It was two days later; two days of driving and laughing, two days of getting lost and arguing over directions and whose turn it was to drive. The lived off of the junk food Winona brought and the picnic food George had made. They slept in the back seat because George had convinced her that there would be bedbugs in any motel they went to, which in hindsight was probably a ruse to not spend more money than they had to, so they slept shoulder to shoulder, Winona's purple duvet covering them as they dozed.

Two days, just the two of them against the world.

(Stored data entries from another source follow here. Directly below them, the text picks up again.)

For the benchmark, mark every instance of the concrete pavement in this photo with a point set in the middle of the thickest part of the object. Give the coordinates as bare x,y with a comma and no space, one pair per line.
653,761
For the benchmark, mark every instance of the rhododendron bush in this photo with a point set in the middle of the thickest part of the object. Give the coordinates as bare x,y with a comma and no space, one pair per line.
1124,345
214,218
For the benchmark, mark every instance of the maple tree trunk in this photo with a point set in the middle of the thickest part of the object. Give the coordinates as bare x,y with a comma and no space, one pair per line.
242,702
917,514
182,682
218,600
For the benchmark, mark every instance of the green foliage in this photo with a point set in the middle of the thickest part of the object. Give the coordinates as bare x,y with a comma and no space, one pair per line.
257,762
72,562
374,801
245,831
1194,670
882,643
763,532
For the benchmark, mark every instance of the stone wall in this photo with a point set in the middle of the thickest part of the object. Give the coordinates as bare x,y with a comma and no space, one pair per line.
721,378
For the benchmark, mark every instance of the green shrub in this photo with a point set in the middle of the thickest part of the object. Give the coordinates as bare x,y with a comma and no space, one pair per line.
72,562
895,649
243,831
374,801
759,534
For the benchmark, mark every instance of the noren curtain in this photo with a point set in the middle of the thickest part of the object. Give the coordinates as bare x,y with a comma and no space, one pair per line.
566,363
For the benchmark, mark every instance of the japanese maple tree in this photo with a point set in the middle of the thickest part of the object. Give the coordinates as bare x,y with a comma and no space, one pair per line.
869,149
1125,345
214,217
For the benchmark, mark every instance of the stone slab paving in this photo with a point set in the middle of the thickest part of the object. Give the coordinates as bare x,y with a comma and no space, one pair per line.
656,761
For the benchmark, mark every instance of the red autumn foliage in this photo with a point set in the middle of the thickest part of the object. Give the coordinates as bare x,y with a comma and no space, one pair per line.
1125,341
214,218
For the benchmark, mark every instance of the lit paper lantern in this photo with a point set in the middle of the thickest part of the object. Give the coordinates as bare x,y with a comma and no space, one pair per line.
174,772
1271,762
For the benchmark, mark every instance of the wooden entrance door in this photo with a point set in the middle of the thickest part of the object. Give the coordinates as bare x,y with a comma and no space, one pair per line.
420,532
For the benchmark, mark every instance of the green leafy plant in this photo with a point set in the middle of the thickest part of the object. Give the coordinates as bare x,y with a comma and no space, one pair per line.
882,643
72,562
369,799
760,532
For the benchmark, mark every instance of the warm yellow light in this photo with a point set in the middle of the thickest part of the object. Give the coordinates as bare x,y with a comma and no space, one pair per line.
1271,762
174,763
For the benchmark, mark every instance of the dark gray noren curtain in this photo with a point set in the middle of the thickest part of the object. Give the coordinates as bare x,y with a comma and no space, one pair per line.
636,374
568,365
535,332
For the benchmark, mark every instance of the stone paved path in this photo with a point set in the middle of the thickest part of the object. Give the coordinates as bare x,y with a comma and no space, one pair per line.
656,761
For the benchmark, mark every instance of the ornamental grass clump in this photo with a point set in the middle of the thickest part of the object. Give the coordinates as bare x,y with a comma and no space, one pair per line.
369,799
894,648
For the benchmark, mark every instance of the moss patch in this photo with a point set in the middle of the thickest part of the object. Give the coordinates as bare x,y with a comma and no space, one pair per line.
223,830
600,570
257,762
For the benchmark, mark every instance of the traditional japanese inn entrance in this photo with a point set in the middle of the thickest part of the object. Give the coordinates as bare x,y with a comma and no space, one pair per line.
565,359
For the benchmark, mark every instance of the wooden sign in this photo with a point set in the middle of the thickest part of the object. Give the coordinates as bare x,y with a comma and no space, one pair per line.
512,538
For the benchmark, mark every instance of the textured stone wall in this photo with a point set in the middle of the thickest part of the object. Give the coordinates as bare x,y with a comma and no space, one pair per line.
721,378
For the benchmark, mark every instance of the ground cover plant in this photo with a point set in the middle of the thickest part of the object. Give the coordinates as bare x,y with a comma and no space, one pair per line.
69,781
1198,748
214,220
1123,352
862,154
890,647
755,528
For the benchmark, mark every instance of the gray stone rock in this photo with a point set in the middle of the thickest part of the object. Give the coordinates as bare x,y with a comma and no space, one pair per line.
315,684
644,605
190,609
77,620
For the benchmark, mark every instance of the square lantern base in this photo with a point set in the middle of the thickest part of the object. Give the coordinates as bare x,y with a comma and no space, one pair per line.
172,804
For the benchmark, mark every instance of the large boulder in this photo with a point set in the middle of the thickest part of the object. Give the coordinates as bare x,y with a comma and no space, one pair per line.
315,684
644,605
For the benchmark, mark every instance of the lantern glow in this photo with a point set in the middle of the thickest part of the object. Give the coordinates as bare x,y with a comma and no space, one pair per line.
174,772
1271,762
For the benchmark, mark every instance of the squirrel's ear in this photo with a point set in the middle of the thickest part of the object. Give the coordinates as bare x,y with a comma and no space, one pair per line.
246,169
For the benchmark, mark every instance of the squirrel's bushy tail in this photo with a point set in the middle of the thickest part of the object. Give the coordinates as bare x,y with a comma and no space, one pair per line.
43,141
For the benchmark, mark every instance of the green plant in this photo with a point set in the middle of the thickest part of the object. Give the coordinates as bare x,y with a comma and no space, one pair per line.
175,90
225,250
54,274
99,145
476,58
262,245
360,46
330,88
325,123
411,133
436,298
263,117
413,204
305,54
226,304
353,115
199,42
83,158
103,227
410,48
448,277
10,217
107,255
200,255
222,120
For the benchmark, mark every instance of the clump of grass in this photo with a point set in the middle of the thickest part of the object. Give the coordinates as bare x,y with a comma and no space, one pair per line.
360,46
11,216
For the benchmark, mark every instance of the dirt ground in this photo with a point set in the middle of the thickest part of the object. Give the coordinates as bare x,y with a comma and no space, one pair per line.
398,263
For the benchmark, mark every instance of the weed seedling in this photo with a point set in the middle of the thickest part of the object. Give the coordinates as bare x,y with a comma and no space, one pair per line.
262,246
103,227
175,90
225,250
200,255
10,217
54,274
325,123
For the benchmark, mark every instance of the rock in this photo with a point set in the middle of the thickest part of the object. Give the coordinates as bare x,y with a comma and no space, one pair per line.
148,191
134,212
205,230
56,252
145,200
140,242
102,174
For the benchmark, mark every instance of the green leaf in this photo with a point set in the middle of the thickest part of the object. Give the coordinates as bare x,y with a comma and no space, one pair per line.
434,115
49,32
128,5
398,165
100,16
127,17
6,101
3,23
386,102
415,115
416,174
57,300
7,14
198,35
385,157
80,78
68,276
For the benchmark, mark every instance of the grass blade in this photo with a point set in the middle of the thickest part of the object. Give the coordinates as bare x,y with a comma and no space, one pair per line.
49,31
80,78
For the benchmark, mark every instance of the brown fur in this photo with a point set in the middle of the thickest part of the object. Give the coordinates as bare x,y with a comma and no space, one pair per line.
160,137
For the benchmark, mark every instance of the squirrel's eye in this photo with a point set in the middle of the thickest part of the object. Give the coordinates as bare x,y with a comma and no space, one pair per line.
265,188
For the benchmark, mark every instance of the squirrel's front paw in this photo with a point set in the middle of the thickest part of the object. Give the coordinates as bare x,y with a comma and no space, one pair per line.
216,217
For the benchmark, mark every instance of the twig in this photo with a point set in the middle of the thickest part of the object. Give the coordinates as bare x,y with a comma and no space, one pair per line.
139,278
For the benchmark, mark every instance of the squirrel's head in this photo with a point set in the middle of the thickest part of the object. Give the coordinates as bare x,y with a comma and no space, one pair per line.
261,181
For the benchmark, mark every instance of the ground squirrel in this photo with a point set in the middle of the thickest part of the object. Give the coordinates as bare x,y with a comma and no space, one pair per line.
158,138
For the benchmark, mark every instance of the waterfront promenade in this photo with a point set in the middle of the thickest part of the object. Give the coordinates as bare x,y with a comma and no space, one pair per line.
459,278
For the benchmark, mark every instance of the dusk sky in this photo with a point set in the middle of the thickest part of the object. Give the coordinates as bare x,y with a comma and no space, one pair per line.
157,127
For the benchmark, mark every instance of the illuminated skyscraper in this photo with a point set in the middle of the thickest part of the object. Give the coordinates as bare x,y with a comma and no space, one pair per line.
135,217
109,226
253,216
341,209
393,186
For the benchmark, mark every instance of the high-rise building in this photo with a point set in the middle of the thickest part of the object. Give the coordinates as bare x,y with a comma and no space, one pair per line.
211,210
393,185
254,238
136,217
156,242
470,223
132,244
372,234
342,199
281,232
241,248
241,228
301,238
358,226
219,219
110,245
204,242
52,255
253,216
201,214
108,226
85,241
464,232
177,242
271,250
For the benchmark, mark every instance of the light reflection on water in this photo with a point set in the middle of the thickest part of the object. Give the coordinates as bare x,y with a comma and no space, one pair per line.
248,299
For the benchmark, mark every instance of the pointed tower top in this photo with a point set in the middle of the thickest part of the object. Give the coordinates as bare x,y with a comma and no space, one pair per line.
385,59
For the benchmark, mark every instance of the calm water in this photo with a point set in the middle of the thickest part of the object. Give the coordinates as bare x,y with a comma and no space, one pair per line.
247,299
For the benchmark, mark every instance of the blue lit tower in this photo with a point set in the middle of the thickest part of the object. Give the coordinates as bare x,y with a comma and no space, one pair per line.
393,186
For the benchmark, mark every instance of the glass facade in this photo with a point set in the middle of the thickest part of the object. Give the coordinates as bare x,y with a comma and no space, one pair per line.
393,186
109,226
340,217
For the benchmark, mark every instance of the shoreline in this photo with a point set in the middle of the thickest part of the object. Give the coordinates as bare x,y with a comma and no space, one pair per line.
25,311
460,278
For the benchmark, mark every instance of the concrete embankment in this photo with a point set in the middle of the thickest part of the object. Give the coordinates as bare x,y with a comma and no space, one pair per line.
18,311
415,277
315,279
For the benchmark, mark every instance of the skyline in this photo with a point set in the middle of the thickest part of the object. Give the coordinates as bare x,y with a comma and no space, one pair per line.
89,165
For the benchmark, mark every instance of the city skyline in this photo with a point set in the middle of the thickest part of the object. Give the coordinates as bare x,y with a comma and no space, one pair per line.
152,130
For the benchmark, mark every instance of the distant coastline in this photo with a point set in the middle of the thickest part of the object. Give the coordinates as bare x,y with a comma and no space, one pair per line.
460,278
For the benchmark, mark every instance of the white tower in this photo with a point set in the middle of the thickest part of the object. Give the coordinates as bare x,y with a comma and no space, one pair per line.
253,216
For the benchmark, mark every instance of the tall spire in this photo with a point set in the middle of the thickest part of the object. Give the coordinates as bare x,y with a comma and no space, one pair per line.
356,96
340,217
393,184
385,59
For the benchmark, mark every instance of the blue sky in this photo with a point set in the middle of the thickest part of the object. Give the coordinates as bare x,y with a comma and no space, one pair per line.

Winona had a destination in mind, New Orleans. Looking back, she had no idea why she chose it as she did and George didn't question her. That's just how things were between them, that's what George was like. If she wanted to play hopscotch on the monkey bars, they would play hopscotch on the monkey bars. If she broke her arm playing hopscotch on the monkey bars, George would tumble after her and sprain his ankle in a very heroic but ultimately pathetic attempt to rescue her.

So, it took two days. Two days before George wised up and thought, Hey. Maybe I should call my dad so he knows we're actually alive.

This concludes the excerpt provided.